I then moseyed over to the far end of the room where Peter Beagle was signing books. He autographed my copies of “The Last Unicorn” and “The Line Between”, but what was better was the chance to talk with him one-on-one for a little while. He’s a warm and personable fellow who makes a genuine effort to pay attention to the people he’s talking with and to have a two-way discussion instead of merely pontificating. He spoke about how he feels more of a muscial influence when he’s writing than visual art, and noted that he doesn’t have music on when he writes because that might distract him from the music in his head – rather, he listens to baseball and will switch his attention from writing to the game when he picks up on something major.That led him to inquire about my name and recount stories of an old ballplayer from the 50’s who had the same last name (no relation, except very distant, I think). To me, the fact that he would look at a fan’s name tag and get into a conversation focusing, at least to some degree, on the fan instead of himself, underscored the fact that he’s a class act.
More wandering around brought me upstairs to the movie room, where a small group was well into that classic hunk of cheese “ Robot Monster”, heckling it mercilessly. I stayed for a while and joined in the fun – there’s nothing like slinging smart-ass remarks at a bad movie to bring strangers together. (“Hey, that young couple’s fooling around without any birth control!” – “Yeah, but that big dude in the gorilla suit with the cheap space helmet who just wiped-out every other living thing on the planet is probably birth control enough!” – “Only if he can catch them with that slow walk!”) I left after about 20 minutes though ‘cause the room was too damn hot.
My final session of the day was “Slayers, Champions & Space Rogues: The Joss Whedon Panel”. I think I would have enjoyed this one more if I’d been a “Buffy” or “Angel” fan. As it is, my preference is for “Firefly”. Now, for all you Buffy fans out there who might be preparing to take umbrage, don’t get me wrong, I’m not trashing on that show at all. I don’t dislike it, I merely never got into it. (I’ve got a buddy who’s constantly trying to convince me to borrow his Buffy season one collection though, so someday I may give in) I’ve seen a couple of episodes of Buffy and Angel here and there and thought they were entertaining enough, but I just never felt the urge to become a follower of the shows while they were around. “Firefly”, on the other hand, got me hooked after one episode. At any rate, it felt like 60%-75% of the talk from this panel and audience was Buffy-related, so while I wasn’t put off, I sat through it feeling generally detached.

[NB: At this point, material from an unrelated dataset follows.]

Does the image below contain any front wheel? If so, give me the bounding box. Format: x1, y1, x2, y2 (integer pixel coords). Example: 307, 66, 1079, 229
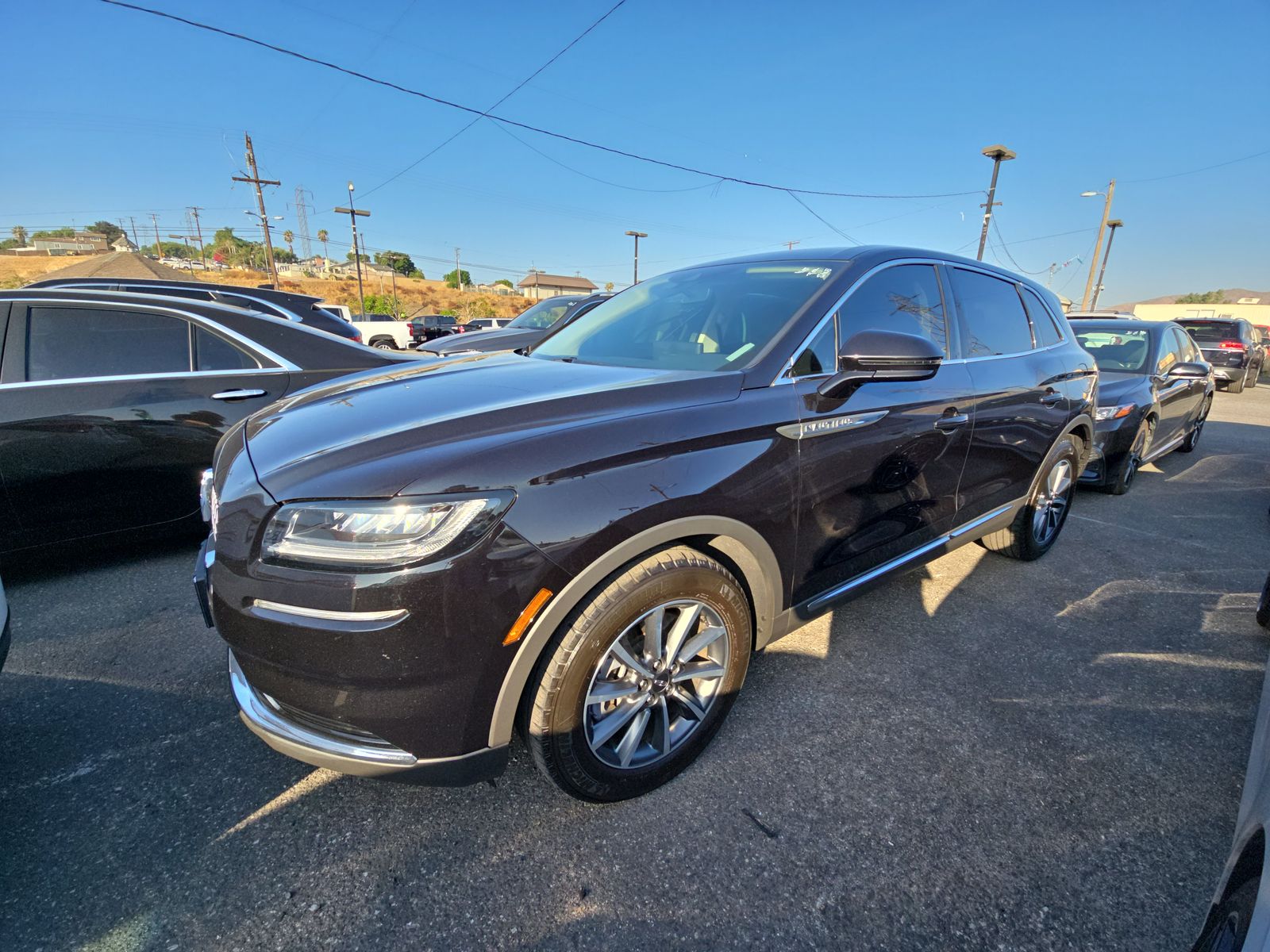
521, 547, 752, 802
978, 434, 1081, 562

What “Firefly” discussion there was was okay, but nothing scintillating.
After that, I called it a day. I could have stuck around for a screening of “The Thing” (the original 50’s version, not Carpenter’s gore-fest), but the thought of the heat in that little room turned me off. There was also the Masquerade and Masked Ball this evening, but that’s not really my scene. Better to come home, rest, post the day’s blog and figure out what to take in tomorrow.